Information about the loss of visual field
In the case of a hemianopsia (hemianopsia) there is a limitation of spatial vision. The field of view is the area that is detected when the eyes are still looking forward.
What is a loss of visual field?
Normal vision is restricted in the event of a visual field failure. The normal field of view is characterised by sharp vision in the middle range and rather blurred contours at the left and right edges. In the peripheral areas, however, movements can still be perceived. Field of view defects can be one-sided (monocular hemianopsia) or affect both eyes (binocular hemianopsia). In addition, there are visual field failures that restrict vision at close range ("central" hemianopsies) and those that affect distant vision (peripheral hemianopsies). The healthy long-range field of view enables sleep-side vision up to 90 degrees to the left and right, up to 70 degrees down and up, and up to 60 degrees towards the nose. In the course of life, the visual field deteriorates during normal aging. The visual field can also be individually different due to habituation factors.In addition, the color, brightness and size of the objects viewed influence the field of view. If an insular area within the visual field is no longer recognized, a so-called "scotoma" is present. In the event of a "concentric" partial loss of the visual field, the outer visual areas are restricted. Metamorphopsies are caused by image distortion. In a hemianopsia , the field of view is not visible on the left or right side. There is also the possibility of a quadrant anopsy, in which one quarter of the visual range is affected by a visual field loss (quadrant failure).
A visual field loss can occur as a result of eye or brain diseases. Possible illnesses leading to hemianopsia include pathological changes in the visual pathway, optic optic nerve crossing (Chiasma opticum),the optic nerve pathways and the visual centres in the visual cortex and brain. Retinopathy is a retinal damage. Macular degeneration, which usually occurs after the age of 60, only impairs central vision. Cataract (gray cataract),which can lead to blindness if untreated, is caused by clouding of the eye lens. Glaucoma (green cataract) is caused by an increase in intraocular pressure, which can damage the optic nerve. Eye and head injuries of all kinds as well as migraine attacks can also lead to a visual field loss. A hemianopsia can be triggered by cerebral haemorrhage, stroke (apoplexy) or the enlargement of an arterial blood vessel (aneurysm) in the brain. In addition, brain tumors can cause a visual field failure.
When should one see a doctor?
In the event of a visual field failure, there is a disorder somewhere in the optic nerve between the retina and the visual centre in the brain. This can also be located on the retina itself. It is true that a temporary loss of visual field can also occur due to overexertion of the eyes. Nevertheless, it is strongly recommended to consult a doctor immediately in the event of a field of vision failure: an ophthalmologist or a neurologist. It can be damage to the eyeball itself that causes a visual field loss, such as damage to the retina, age-related macular degeneration, eye injuries, bleeding on or in the eyes as well as cataract or glaucoma. One of the aims of the treatment is to prevent the risk of blindness and to maintain vision in the best possible way. In addition to such eye diseases, a visual field failure can also be caused by a migraine attack or stroke as well as a brain tumour or brain aneurysm. A visual field failure can also be the result of an accident with severe head injury. In the case of a visual field failure, the underlying disease determines the therapy. If it is not possible or only possible to restore previous vision, the physician will endeavour to work with his patient to find solutions for the best possible compensation of the impairment.
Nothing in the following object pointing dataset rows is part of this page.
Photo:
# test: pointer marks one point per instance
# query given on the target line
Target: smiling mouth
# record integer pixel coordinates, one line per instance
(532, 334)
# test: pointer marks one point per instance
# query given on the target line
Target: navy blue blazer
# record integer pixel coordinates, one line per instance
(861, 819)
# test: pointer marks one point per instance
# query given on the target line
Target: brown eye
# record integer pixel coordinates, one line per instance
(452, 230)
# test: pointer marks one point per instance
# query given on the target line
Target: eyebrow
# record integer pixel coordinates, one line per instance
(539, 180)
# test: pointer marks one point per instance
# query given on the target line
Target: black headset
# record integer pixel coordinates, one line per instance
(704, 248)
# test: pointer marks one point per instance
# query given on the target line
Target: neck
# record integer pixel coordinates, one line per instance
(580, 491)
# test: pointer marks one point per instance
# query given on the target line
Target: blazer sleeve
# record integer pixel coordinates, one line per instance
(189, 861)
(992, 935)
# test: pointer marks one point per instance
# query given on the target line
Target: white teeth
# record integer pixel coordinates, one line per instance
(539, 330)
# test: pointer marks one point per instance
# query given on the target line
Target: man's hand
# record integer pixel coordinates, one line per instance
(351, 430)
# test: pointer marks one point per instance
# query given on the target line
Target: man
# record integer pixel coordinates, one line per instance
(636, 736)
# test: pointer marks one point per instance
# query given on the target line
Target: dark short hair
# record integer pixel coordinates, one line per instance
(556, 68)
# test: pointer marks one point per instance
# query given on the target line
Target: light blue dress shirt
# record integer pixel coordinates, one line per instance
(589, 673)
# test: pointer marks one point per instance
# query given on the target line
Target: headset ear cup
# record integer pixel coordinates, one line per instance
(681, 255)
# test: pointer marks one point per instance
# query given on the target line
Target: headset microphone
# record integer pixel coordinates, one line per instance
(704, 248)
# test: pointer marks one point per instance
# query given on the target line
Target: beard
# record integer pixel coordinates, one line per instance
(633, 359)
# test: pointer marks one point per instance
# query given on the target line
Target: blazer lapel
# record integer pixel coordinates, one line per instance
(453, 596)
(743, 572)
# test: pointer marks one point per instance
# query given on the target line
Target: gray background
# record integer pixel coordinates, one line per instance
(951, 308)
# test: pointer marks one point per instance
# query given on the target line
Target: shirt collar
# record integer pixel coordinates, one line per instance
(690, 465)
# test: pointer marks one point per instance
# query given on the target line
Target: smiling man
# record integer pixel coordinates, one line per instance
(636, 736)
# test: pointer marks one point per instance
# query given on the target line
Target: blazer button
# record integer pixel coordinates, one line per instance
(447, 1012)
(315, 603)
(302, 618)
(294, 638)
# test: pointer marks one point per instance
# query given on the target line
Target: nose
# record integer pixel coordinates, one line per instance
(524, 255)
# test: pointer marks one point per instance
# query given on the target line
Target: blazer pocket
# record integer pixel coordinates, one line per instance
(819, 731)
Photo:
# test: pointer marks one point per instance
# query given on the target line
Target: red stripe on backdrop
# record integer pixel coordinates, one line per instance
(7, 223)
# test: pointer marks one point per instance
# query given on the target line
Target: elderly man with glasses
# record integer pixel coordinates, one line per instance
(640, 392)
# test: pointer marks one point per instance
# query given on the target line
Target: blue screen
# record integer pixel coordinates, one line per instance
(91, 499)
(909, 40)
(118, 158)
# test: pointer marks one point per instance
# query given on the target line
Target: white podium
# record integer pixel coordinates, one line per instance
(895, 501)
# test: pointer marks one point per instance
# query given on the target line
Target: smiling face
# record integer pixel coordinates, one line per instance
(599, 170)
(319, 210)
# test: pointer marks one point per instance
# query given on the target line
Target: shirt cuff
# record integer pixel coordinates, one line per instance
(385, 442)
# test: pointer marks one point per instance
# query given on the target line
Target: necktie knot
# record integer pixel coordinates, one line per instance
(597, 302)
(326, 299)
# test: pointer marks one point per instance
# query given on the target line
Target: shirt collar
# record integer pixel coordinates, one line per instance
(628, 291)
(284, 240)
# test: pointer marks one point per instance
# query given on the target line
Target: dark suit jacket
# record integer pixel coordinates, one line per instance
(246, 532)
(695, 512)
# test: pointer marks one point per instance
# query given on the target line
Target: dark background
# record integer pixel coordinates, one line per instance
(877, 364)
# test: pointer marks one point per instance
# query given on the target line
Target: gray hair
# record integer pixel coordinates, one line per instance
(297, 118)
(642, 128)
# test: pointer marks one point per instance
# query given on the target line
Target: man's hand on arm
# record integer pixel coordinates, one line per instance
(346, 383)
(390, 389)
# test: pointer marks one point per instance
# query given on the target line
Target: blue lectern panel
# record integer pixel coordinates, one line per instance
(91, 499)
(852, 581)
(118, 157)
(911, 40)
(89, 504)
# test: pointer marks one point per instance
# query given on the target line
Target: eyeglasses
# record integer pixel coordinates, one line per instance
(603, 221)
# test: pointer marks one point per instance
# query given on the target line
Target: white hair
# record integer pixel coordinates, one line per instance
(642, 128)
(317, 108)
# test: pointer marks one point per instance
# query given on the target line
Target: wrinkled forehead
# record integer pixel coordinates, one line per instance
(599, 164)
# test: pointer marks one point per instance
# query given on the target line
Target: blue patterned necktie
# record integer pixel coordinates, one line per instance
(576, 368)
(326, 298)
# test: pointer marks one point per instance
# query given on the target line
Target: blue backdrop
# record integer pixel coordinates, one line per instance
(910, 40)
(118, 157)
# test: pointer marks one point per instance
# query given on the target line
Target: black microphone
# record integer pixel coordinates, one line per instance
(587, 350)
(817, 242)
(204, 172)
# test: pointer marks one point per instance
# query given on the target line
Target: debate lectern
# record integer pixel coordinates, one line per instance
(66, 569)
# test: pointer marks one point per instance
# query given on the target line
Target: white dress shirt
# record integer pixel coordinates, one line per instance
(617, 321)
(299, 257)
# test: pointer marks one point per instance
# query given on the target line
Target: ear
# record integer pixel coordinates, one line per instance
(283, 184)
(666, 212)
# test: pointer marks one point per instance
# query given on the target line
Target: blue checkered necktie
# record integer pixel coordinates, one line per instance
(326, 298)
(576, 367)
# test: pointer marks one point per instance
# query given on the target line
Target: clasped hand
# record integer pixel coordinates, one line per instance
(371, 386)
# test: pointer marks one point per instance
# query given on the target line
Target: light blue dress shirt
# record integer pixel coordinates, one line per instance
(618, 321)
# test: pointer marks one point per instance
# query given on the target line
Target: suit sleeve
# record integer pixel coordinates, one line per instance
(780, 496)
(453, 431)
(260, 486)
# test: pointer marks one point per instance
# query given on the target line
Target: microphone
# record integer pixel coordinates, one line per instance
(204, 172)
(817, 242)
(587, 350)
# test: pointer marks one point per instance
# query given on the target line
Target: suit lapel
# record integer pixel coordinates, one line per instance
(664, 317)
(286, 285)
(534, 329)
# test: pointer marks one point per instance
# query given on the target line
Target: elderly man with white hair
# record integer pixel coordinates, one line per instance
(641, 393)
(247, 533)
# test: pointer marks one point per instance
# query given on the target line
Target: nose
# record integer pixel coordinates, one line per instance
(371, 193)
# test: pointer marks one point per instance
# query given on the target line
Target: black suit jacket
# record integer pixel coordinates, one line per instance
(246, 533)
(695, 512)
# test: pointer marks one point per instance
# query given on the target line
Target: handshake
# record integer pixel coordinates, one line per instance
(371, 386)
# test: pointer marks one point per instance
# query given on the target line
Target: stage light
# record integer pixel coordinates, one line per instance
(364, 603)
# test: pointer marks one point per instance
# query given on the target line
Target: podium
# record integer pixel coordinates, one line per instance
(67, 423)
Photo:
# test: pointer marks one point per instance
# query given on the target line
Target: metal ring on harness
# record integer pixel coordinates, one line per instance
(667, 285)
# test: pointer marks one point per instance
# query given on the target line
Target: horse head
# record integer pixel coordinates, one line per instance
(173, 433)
Preventive measures are not possible in the case of a purely age-related loss of field of vision and even in the case of cataract. The risk of visual field loss in the form of a glaucoma can be limited by regularly measuring intraocular pressure, especially after cortisone medication and after injuries. Aneurysms can be avoided in some cases by abstaining from smoking and by avoiding excessive alcohol consumption that increases blood pressure. Too high cholesterol and overweight also increase the risk of aneurysm or stroke, while physical exercise reduces the risk of losing sight of the field of vision.
Treatment optionsIn the case of sudden events (such as a stroke or cerebral haemorrhage caused by external violence) that lead to a loss of visual field, early treatment may lead to a regression of the visual field. In a stroke, an attempt is made to dissolve a blood clot (thrombolysis) that may be present in the brain by administering medication.
Often, however, visual field failures cannot be reversed, so that a restorative therapy is not possible..
However, an improvement in everyday life can be achieved by compensatory visual training, So through targeted eye movements to the blind side, the eyes are trained:
«Significant behavioral improvements»[...] we would like to argue that compensatory approaches have come further towards the aim of establishing their clinical efficacy than either the VRT approaches or the use of optical aids. In the case of compensatory approaches several studies found significant behavioral improvements following the training.